Entre 1689 y 1697 Francia se enfrentó por la hegemonía continental contra las fuerzas combinadas de la Liga de Augsburgo (España, Inglaterra, Holanda, Austria, Baviera, Brandenburgo y Saboya). Alicante disponía de unos 6.400 habitantes y se había transformado en un activo puerto internacional en el siglo XVII. Las operaciones militares de las grandes potencias nos redujeron a un asolado campo de batalla.

Los acontecimientos.

Tras bombardear Barcelona entre el 11 y el 12 de julio, la armada francesa acordonó el puerto el 21 del mismo mes, intensificando al día siguiente el cerco con el despliegue de tres pontones, aproximados por sus galeras. Su almirante, D´Estrées, intimó a la plaza al pago de tributo, extremo rechazado por el gobernador Jaime Antonio Borràs, que según ciertas versiones principió el fuego contra el enemigo. Entre las 16.00 horas del 22 y las 12.30 del 23 Alicante encajó un primer bombardeo, proseguido una hora más tarde hasta alcanzar las 18.30 del 24. En el curso de la mañana del 23 se repelió con bravura un desembarco francés contra las defensas portuarias, intentando tomar un navío genovés anclado y el propio muelle.

El estado de la mar y el ritmo de la guerra de nervios aconsejaron a los atacantes  una pequeña tregua, rota con un nuevo cañoneo incendiario entre las 21.00 del 28 y las dos del 29. Cada vez con menos bombas, los franceses se aproximaron cada vez más a nuestros baluartes, pero sus barcas guardacostas alertaron de la arribada de una flota española. Pese a no cazar al francés, lo alejó a las aguas de Mallorca y Barcelona sin deplorar más incidencias trágicas.

El temor a nuevos ataques.

Entre octubre de 1691 y diciembre de 1692 se tomaron ciertas medidas defensivas de urgencia, pues la derrota naval de la Hougue (1692) no detuvo la iniciativa francesa en los mares. Las naves que invernaban en Tolón partieron por primavera hacia el Atlántico, presentándose a su retorno ante nuestras costas el 4 de agosto del 92. El nuevo gobernador de Alicante, José de Borja, accedió a las condiciones del mariscal de Tourville para evitar mayores daños. Entre 1693 y 1694 una dispendiosa flota combinada de naves inglesas, holandesas y (en menor medida) españolas casi bloqueó al enemigo en Tolón.

La historiografía del bombardeo.

Desde el siglo XVIII los hechos han atraído la atención de los historiadores alicantinos, interés al que se ha sumado la historiografía valenciana y española a lo largo del XX.

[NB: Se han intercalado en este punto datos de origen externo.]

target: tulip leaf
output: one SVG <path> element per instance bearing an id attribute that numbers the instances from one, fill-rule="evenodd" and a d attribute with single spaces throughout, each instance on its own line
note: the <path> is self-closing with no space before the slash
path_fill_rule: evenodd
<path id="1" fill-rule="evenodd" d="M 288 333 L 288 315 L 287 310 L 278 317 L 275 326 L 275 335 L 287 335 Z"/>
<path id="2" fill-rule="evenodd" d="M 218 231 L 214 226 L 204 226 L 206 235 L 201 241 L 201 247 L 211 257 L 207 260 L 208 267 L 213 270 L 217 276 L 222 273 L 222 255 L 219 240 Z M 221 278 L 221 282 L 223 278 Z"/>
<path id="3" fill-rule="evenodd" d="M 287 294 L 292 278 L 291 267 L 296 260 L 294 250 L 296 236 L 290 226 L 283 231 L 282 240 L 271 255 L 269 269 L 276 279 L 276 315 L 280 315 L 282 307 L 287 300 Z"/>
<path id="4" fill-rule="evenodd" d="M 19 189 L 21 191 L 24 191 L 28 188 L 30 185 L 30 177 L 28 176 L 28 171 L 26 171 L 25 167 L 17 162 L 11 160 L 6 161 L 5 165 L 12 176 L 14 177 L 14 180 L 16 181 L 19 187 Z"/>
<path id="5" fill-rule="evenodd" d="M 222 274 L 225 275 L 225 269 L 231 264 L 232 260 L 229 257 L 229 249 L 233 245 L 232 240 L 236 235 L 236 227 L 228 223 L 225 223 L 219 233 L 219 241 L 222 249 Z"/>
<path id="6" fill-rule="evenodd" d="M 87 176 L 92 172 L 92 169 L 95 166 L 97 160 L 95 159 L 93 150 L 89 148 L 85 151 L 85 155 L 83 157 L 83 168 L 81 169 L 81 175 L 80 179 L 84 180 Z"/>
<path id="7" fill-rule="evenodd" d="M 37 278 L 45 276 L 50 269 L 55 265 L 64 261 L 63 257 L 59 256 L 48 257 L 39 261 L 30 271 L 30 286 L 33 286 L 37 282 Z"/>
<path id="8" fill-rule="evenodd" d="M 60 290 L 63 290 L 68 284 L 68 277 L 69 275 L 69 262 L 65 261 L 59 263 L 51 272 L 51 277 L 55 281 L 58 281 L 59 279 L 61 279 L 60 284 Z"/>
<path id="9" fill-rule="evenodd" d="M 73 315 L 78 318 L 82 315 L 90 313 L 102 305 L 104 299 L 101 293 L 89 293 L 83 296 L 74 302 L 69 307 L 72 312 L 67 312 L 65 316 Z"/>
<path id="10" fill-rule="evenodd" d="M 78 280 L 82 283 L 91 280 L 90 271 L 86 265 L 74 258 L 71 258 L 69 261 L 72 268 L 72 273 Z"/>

La Illice ilustrada de los jesuítas Maltés y López (1752) nos regala unas magníficas páginas. La angustiosa descripción del drama se despliega a través de una pormenorizada cronología, que nunca olvida sus interminables horas. Se recabaron los testimonios de personas que mantenían vivo el recuerdo de lo acaecido, evitando consignar la polémica entre el gobernador Borràs y ciertos nobles locales para no despertar suspicacias ni sospechas de crítica a la autoridad en el tiempo del absolutismo borbónico. Su relato encaja con el ofrecido por un coetáneo del bombardeo, el del labrador de Sant Feliu de Guíxols Fèlix Domènech (autor de un Dietari con los hechos más destacados del obispado de Gerona entre 1674 y 1704). Las naves catalanas ancladas en nuestra rada informarían cumplidamente a uno de sus informadores, mossèn Avellà.

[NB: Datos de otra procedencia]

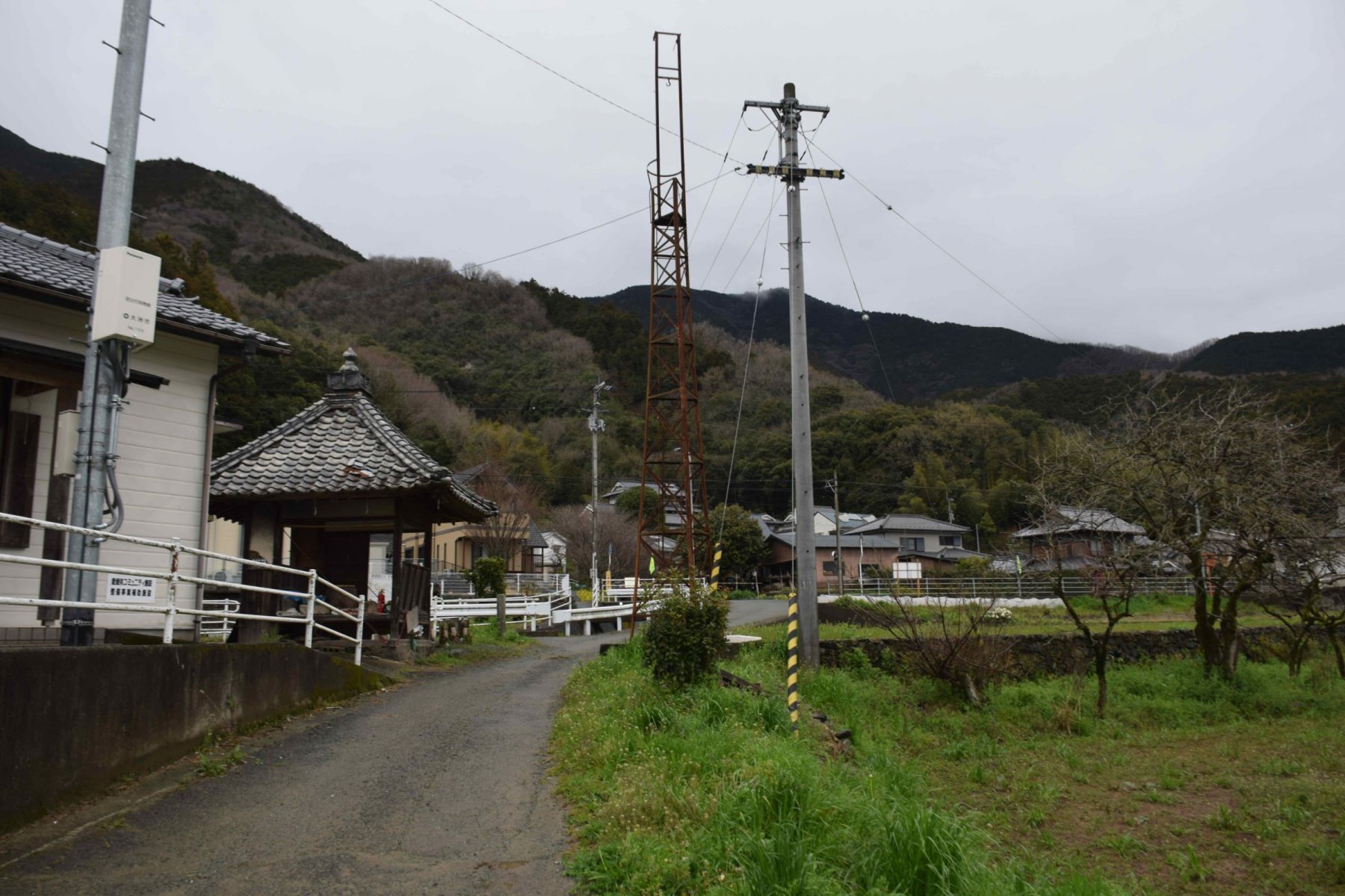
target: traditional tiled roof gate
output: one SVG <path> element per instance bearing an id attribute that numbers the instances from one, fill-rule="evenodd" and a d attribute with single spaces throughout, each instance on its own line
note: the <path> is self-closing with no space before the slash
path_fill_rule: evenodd
<path id="1" fill-rule="evenodd" d="M 445 519 L 480 520 L 495 504 L 455 481 L 369 396 L 369 377 L 346 349 L 327 394 L 272 431 L 211 465 L 213 502 L 398 497 L 430 492 Z M 456 505 L 456 506 L 455 506 Z"/>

En 1854 José Pastor de la Roca brindaría una versión menos precisa y más romántica, transmutando el bombardeo en un duelo artillero de poder a poder. El empeño patriótico de los comerciantes locales sostuvo la acción de la armada española, frustrando la tentativa de bloqueo continental ensayada por D´Estrées y Noailles por mar y tierra respectivamente. La sombra de la Guerra de la Independencia se proyectaba sobre 1691. En 1863 Jover realzaría esta visión encomiando el valor de los alicantinos y su amor a la libertad. Todo el vecindario (incluso mujeres, niños y ancianos) se batieron con bravura, compensando con creces la proverbial inepcia del gobierno. Tal sacrificio había sido silenciado injustamente por los historiadores nacionales, reclamando el bueno de Jover un lugar de honor para sus paisanos en el panteón de las glorias españolas, junto a Sagunto, Numancia, Zaragoza o Gerona. La épica de 1691 quizá “compensara” en los anales de la crónica patriótica la modesta acometida de Montbrun del 16 de enero de 1812, resuelta en retirada francesa tras cruzar fuego artillero con las baterías alicantinas durante unas horas.

El siglo XX aportaría visiones menos ideologizadas y más atentas a la metodología dentro de estudios más genéricos, como los de Fernández Duro sobre la marina española y los de Espino sobre la aportación militar valenciana y aragonesa a las guerras de Carlos II.

La preparación militar de Alicante.

Los apuros políticos de la España de los Austrias sobrecargaron de compromisos financieros y militares a los municipios españoles, en especial los de zonas amenazadas, abusando de la tradición de la autodefensa medieval.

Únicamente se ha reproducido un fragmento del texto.